И решили мы сбор не откладывать.
Когда кончился последний урок, Васька Лобов взял учительский стул и засунул ножкой в дверную ручку, чтобы никто не мешал. Борька Шилов вышел к столу. Стоит и мнется — никак ему не открыть сбор отряда. Не привык без взрослых. Спрашивает:
— Не отложить ли все-таки? Занесет кого-нибудь в чушь непролазную и… не выберемся!

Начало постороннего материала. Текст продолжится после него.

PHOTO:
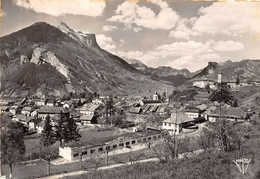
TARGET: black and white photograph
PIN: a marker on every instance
(130, 89)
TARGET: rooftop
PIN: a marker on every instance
(105, 140)
(89, 107)
(50, 110)
(229, 112)
(181, 118)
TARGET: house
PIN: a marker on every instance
(40, 102)
(88, 119)
(67, 104)
(33, 122)
(202, 83)
(13, 109)
(5, 108)
(152, 102)
(202, 107)
(232, 84)
(26, 110)
(191, 111)
(39, 127)
(34, 113)
(50, 102)
(83, 149)
(44, 111)
(89, 108)
(21, 118)
(161, 110)
(231, 114)
(176, 123)
(202, 97)
(135, 110)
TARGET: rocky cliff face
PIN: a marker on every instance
(246, 70)
(41, 56)
(53, 60)
(84, 38)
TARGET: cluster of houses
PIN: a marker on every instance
(186, 117)
(33, 112)
(204, 82)
(83, 149)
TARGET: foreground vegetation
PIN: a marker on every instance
(212, 164)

— Есть предложение! — кричит Васька Лобов. — Чтобы никого никуда не занесло, поручить Туру выступать за Галину Аркадьевну: подправлять, одергивать и нацеливать.
Я подскочил даже.
— Мне-е?.. Нашел, это самое, как его… праведника!
— А ты не бойся! — говорит. — Перевоплотись, как в рецензиях пишут, и все! Кто за?
Все в классе руки подняли.
— Раз так, — говорю, — потом не плачьте! Предупреждаю — поведу это дело на полном серьезе!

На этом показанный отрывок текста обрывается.